The programme, known by its French acronym PREDIRE, was officially kicked off in the DRC on 16 February 2026, backed by the African Development Bank (AfDB) Group.
It targets three provinces, Nord-Ubangi, Sud-Ubangi and Mongala, areas that have for decades struggled with poverty, weak infrastructure and growing climate pressures.
The Ubangi River stretches over 2,272 kilometres, flowing between the DRC, the Central African Republic (CAR) and the Republic of Congo.
It is the main right-bank tributary of the Congo River, the second-largest river basin in the world. Despite its strategic location, the basin has remained largely underdeveloped.
Over the past 30 years, shifting rainfall patterns have reduced water levels and runoff in the Ubangi by up to 18%, damaging biodiversity, crippling river navigation and restricting trade.

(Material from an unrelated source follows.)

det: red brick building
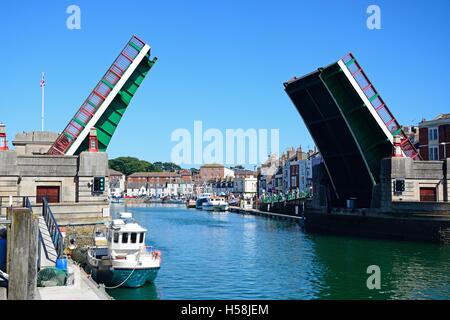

PREDIRE is designed to reverse that trajectory. The programme is funded jointly by the African Development Fund, the AfDB’s concessional arm, the OPEC Fund and the DRC government.
It takes what planners call a water,food security, climate nexus approach, linking water infrastructure with agricultural support and climate adaptation.
On the ground, this means building climate-resilient water systems to underpin the DRC’s national agricultural transformation agenda, modernising the river’s information and monitoring systems, and improving navigation along the Ubangi to ease trade with the CAR and the Republic of Congo.
The programme is expected to reach 2.4 million people directly. More than half of those beneficiaries are women, 71% are young people, and 69% currently live in absolute poverty.
Beyond water access, the initiative is targeting the creation of 3,400 jobs, including 1,200 permanent positions, alongside entrepreneurship training and support for local livelihoods.
Working alongside the UN Refugee Agency (UNHCR), the programme will also run a dedicated resilience component for the most vulnerable, directly supporting 25,000 people in fragile and displacement-affected communities, while building capacity among more than 1,300 institutional and community actors.
The DRC’s component of PREDIRE is being supervised by the Ministry of Rural Development and technically coordinated through the PRISE II project, which will also introduce modern tools for water governance, data-driven planning and cross-border coordination.
The DRC launch follows the start of the CAR component in August 2025, making the Ubangi basin the site of one of the most ambitious transboundary development programmes currently underway in Central Africa.
The broader PREDIRE initiative sits within a wider cluster of investments in the basin. A separate $8.7 million initiative backed by the Global Environment Facility, with $67 million in co-financing, complements PREDIRE by integrating environmental and ecosystem approaches across the water, agriculture and transport sectors.
Project coordinator Deo Nsunzu described the stakes plainly: “The Support Programme for the Development of Cross-Border Water Infrastructure and Resources is more than a technical programme. It is a historic opportunity to stimulate the rural economy.”
For a region where water scarcity, conflict and climate stress have long fed each other, the programme represents a bet that shared rivers, managed well, can do the opposite.